As part of an effort to write code that works consistently on both Python 2 and 3, I would like to test for any unadorned string literals (any opening " or ' not preceded by a b or u).
I'm fine with writing test cases, so I just need a function that returns all unadorned string literals across my .py files.
As an example, say I have Python code containing the following:
example_byte_string = b'This is a string of ASCII text or bytes'
example_unicode_string = u"This is a Unicode string"
example_unadorned_string = 'This string was not marked either way and would be treated as bytes in Python 2, but Unicode in Python 3'
example_unadorned_string2 = "This is what they call a 'string'!"

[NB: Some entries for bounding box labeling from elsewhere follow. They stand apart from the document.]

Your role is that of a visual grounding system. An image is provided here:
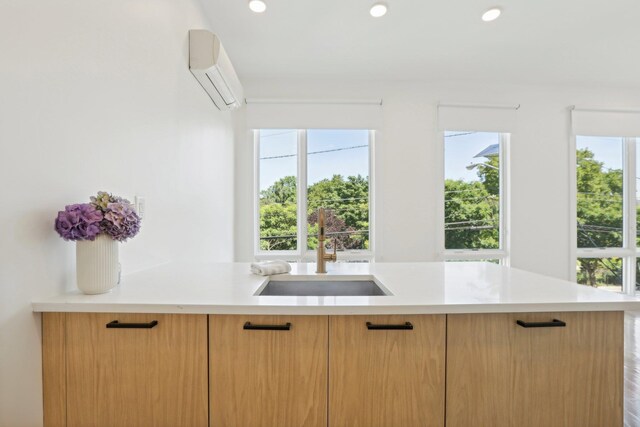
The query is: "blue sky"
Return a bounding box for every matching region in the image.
[260,129,628,190]
[260,129,369,190]
[444,131,500,181]
[576,136,623,169]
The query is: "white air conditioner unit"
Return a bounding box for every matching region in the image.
[189,30,244,110]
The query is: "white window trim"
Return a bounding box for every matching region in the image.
[569,134,640,295]
[438,131,511,266]
[253,129,376,262]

example_unadorned_string3 = 'John said "Is it really?" very loudly'
I want to find all of the strings that are not explicitly marked, like example_unadorned_string, so that I can mark them properly and therefore make them behave the same way when run in Python 2 and 3. It would also be good to accommodate quotes within strings, like example_unadorned_string2 and 3, as these shouldn't have u/b added to the internal quotes. Obviously long term we will drop Python 2 support and only Bytes will need explicit marking. This aligns with the approach recommended by python-future.org: http://python-future.org/automatic_conversion.html#separating-text-from-bytes
I can think of ways to do this with grep that are pretty nasty. AST looks potentially helpful, too. But I feel like somebody must have already solved this problem before, so thought I'd ask.
You might want to explore the tokenize
module (python2, python3). A rough Python 3 example would be something like this:
import tokenize
import token
def iter_unadorned_strings(f):
tokens = tokenize.tokenize(f.readline)
for t in tokens:
if t.type == token.STRING and t.string[0] in ['"', "'"]:
yield t
fname = r'code_file.py'
if __name__ == '__main__':
with open(fname, 'rb') as f:
for s in iter_unadorned_strings(f):
print(s.start, s.end, s.string)